5) Evaluation (CRISP-DM methodology)

Methodology Overview

In the Evaluation phase of CRISP-DM, we assessed and compared the performance of three machine learning models: - Logistic Regression - Random Forest - Gradient Boosting

This step involved a detailed analysis of various metrics and visual tools to determine the model best suited to predict customer churn. The methodology applied includes:

✅ 5.1. Model Performance Metrics

Accuracy: Overall correctness of predictions.
Precision: Correct positive predictions over all predicted positives.
Recall: Correct positive predictions over all actual positives.
F1-Score: Harmonic mean of precision and recall.
ROC AUC: Measures model’s ability to distinguish between classes.

📈 5.2. ROC Curve

Visualizes the trade-off between the True Positive Rate and False Positive Rate at various thresholds.

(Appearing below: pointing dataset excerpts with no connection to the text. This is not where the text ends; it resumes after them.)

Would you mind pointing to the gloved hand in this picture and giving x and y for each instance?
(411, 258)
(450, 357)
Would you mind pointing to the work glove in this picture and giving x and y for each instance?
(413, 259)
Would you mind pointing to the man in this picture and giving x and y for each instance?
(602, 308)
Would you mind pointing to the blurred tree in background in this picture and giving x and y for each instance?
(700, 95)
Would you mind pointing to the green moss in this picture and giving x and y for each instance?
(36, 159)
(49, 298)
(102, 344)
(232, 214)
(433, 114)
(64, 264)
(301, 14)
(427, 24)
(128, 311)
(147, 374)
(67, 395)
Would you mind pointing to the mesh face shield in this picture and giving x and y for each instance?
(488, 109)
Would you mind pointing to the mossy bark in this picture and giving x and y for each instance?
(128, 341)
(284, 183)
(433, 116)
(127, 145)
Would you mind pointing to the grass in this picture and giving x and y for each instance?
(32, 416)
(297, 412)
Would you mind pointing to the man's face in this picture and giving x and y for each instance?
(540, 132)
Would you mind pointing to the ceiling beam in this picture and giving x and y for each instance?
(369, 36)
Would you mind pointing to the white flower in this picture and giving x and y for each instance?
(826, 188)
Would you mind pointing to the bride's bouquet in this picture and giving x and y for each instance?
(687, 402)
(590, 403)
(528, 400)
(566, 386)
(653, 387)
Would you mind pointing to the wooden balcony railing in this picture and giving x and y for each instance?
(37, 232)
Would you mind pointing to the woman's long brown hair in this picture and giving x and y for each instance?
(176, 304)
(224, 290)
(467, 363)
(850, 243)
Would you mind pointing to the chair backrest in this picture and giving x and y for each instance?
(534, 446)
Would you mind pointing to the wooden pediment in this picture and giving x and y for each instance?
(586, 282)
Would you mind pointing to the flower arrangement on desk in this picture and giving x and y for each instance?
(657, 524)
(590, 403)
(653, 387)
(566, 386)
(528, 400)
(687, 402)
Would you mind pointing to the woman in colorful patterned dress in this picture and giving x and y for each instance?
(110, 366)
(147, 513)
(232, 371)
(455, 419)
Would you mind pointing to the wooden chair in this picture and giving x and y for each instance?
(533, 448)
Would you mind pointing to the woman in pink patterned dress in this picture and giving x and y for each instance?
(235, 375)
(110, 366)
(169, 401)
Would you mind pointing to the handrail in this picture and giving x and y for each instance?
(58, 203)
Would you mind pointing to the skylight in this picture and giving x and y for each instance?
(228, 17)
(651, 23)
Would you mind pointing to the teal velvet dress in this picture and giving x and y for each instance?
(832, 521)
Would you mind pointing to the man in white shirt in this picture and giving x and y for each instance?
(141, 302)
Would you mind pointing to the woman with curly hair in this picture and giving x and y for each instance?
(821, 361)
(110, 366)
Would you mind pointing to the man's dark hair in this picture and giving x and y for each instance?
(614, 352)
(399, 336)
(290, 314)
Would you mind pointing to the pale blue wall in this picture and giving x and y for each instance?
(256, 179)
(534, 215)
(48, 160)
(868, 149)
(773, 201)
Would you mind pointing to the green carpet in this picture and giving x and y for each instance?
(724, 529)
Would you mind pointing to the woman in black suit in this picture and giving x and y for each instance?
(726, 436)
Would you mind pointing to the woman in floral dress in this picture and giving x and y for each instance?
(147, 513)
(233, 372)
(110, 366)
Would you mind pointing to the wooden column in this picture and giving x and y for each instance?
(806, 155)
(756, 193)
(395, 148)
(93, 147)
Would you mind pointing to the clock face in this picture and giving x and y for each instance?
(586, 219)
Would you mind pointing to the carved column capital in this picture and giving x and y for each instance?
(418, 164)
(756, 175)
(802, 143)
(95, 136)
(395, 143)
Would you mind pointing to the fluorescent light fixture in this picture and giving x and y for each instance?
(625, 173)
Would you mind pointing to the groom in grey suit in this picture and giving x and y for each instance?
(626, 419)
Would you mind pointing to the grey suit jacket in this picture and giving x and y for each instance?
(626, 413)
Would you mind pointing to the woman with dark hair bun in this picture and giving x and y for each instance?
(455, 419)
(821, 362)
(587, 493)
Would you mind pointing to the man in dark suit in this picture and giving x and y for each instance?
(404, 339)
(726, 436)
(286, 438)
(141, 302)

🔁 5.3. Precision-Recall Curve

Useful for imbalanced datasets.
Shows the trade-off between precision and recall.

🧮 5.4. Confusion Matrix

Matrix that shows true positives, true negatives, false positives, and false negatives for each model.

📊 5.5. Lift Curve

Evaluates the effectiveness of the model in identifying high-risk customers compared to random selection.

💡 5.6. Feature Importance

Identifies which features contribute the most to the model’s predictions (for tree-based models).

📏 5.7. Calibration Curve

Assesses how well the predicted probabilities align with the actual outcomes.

These evaluation methods ensure a comprehensive and reliable comparison of the models’ performance before deployment.

5.1) ROC Curve Analysis for Churn Prediction Models

ROC Curve Analysis for Churn Prediction Models

The ROC (Receiver Operating Characteristic) Curve illustrates the trade-off between the True Positive Rate (Recall) and the False Positive Rate for different classification thresholds. The Area Under the Curve (AUC) provides a single metric that summarizes model performance across all thresholds.

Key Insights:

Gradient Boosting achieved the highest AUC (0.8204), indicating the best ability to discriminate between churners and non-churners among the evaluated models.
Logistic Regression and Random Forest yielded nearly identical AUCs (0.8087 and 0.8081, respectively), performing only slightly below Gradient Boosting.
All models significantly outperform the random guess baseline (diagonal line), showing that they are effective at classifying churn vs. no churn.
The ROC curves are relatively close to each other, suggesting that although Gradient Boosting has a small edge, the performance difference among models is not dramatic.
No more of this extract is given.